Molecular analysis of Scr mutants
Hypomorphs of Scr that survive to adulthood exhibit a transformation of proboscis into what has been interpreted to be a maxillary palp identity (A. M. Pattatucci, PhD thesis, Indiana University, 1991). To understand the changes taking place at the molecular level, we analyzed the expression patterns of Pb and products of several appendage genes: dac, Dll, exd and sal in this class of Scr mutants.
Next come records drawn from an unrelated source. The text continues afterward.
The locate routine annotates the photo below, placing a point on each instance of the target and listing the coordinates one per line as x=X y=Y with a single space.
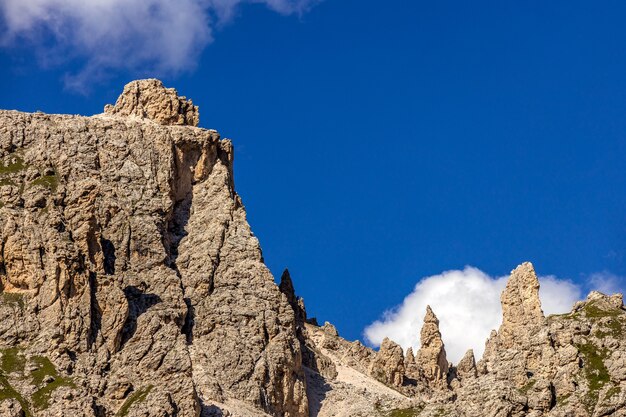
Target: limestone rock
x=521 y=307
x=388 y=364
x=132 y=285
x=127 y=265
x=467 y=366
x=150 y=99
x=431 y=357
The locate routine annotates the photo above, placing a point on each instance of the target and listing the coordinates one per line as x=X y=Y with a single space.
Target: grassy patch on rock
x=47 y=181
x=595 y=371
x=12 y=360
x=46 y=369
x=13 y=299
x=404 y=412
x=14 y=164
x=136 y=397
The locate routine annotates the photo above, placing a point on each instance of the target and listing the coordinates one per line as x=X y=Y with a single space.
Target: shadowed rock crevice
x=138 y=303
x=95 y=316
x=108 y=251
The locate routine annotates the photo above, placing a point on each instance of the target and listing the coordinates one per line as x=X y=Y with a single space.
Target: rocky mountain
x=132 y=285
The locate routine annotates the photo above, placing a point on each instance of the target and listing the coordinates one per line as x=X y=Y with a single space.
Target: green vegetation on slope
x=136 y=397
x=45 y=368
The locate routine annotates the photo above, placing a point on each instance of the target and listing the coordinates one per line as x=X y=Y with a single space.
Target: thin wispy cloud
x=162 y=37
x=467 y=303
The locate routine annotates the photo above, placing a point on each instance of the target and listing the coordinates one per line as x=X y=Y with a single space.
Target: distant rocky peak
x=431 y=357
x=149 y=99
x=520 y=299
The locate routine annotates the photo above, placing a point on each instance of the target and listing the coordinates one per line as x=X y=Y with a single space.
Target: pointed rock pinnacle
x=431 y=357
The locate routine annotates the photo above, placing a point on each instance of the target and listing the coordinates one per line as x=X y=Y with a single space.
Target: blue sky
x=378 y=143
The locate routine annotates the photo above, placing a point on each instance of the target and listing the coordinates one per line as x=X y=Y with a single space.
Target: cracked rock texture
x=132 y=285
x=126 y=261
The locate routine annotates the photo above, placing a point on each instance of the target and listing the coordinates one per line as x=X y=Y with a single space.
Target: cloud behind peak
x=163 y=37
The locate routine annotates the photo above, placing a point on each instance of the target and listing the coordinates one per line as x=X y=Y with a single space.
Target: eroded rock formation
x=127 y=262
x=132 y=285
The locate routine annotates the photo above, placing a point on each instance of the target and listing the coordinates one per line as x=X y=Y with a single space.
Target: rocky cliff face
x=131 y=282
x=131 y=285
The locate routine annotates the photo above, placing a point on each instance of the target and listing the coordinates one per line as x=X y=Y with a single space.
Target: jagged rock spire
x=388 y=364
x=431 y=357
x=296 y=303
x=151 y=100
x=467 y=366
x=521 y=307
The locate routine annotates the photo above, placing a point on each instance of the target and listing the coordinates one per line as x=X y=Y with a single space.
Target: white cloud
x=158 y=36
x=467 y=304
x=605 y=282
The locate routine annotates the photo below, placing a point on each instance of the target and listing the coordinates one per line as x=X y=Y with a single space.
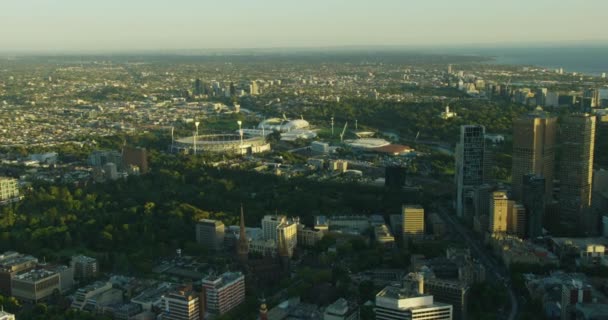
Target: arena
x=221 y=143
x=283 y=125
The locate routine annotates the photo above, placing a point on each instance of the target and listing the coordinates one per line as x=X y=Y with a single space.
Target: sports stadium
x=221 y=143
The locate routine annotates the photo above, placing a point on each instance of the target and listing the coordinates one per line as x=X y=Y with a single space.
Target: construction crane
x=343 y=132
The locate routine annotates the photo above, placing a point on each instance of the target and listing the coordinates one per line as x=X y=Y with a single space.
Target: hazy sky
x=111 y=25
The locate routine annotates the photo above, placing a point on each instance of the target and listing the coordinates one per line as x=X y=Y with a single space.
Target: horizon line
x=271 y=49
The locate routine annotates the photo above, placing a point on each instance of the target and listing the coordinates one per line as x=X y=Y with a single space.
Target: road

Fig. 6A-C show the pattern of accumulation of Scr and Pb in a labial disc from an Scr4/Scr5 hypomorph. Levels of Scr accumulation in these mutants are variable and usually lower than in wild-type labial discs (Fig. 6B). However, there is easily detectable Pb protein in these discs (Fig. 6C). As these Scr lesions are leaky and because Scr has been shown to positively regulate pb in the embryo (Rusch and Kaufman, 2000), we thought it prudent to further investigate the regulatory relationship of the two homeotic genes in imaginal cells. Imaginal discs from dpp=>Scr animals were stained for Pb accumulation. No ectopic expression could be detected, despite readily detectable levels of the protein in the labial discs of these animals (not shown). Thus, in contrast to what is observed in the embryo (Rusch and Kaufman, 2000), Scr does not act as a positive regulator of pb in the imaginal discs.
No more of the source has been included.